We train a SentencePiece model to segment the sequences to individual “words” and create a vocabulary set. We do this by first creating a seed vocabulary set then finding the best word segmentation sequence by maximizing the probability of a segmentation sequence which is the product of word occurrence probabilities. We then find the best vocabulary set by computing loss change in terms of marginal likelihood across the entire corpus. After properly segmenting the corpus, we are ready to embed each word to a word vector. The approach we adapted is the classical word2vec skip-gram model in language processing. The model is trained by predicting words surrounding a central word and thus obtaining a weight matrix W which is the representation of all the words. We limit the dimension of the vector representation to 100 which is the default value suggested by the author of the word2vec model.

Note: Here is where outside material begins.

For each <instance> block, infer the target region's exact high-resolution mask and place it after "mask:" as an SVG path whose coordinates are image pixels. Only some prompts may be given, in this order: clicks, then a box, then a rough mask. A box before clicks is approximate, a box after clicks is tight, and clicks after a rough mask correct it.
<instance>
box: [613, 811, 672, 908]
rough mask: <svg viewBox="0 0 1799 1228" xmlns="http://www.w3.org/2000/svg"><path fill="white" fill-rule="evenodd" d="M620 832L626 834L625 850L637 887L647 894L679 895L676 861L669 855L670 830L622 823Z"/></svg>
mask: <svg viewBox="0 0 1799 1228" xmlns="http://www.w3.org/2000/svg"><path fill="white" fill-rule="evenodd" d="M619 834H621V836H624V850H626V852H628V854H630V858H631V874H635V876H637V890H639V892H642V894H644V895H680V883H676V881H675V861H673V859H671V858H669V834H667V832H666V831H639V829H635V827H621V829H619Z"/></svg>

After obtaining the embedded vectors, we show the similarity between sequences with clustering. Due to the high dimensionality of the data, a dimensional reduction algorithm is necessary to reduce the data to a viable dimension for clustering. In high dimensional datasets, distance-based methods such as K-means clustering often perform poorly due to the non-preservative nature of l2 norm distance in high dimensional euclidean spaces. Therefore, we choose the combination of hierarchy-based clustering and density-based clustering to ensure clustering quality. At the same time, the choice of dimensional reduction algorithm is also non-trivial. Powerful visualization methods such as regular t-SNE cannot be used due to the large amount of data (>= 999999) in the dataset since due to high runtime. We would, however, attempt variations of the t-SNE method (for example, ft-SNE which is t-SNE method with interpolation and fast Fourier transformation might be significantly faster than regular t-SNE), but since we’re using density-based clustering methods, the fact that t-SNE does not preserve distance and density information is fatal.

The final choice is UMAP enhanced HDBSCAN clustering. UMAP allows tighter packaging of data (which highlights density information) and further inter-cluster distance (which highlights hierarchy information). HDBSCAN does not require a priori information on cluster number. It also combined the benefits of hierarchical-based clustering and density-based clustering thus is the optimal choice.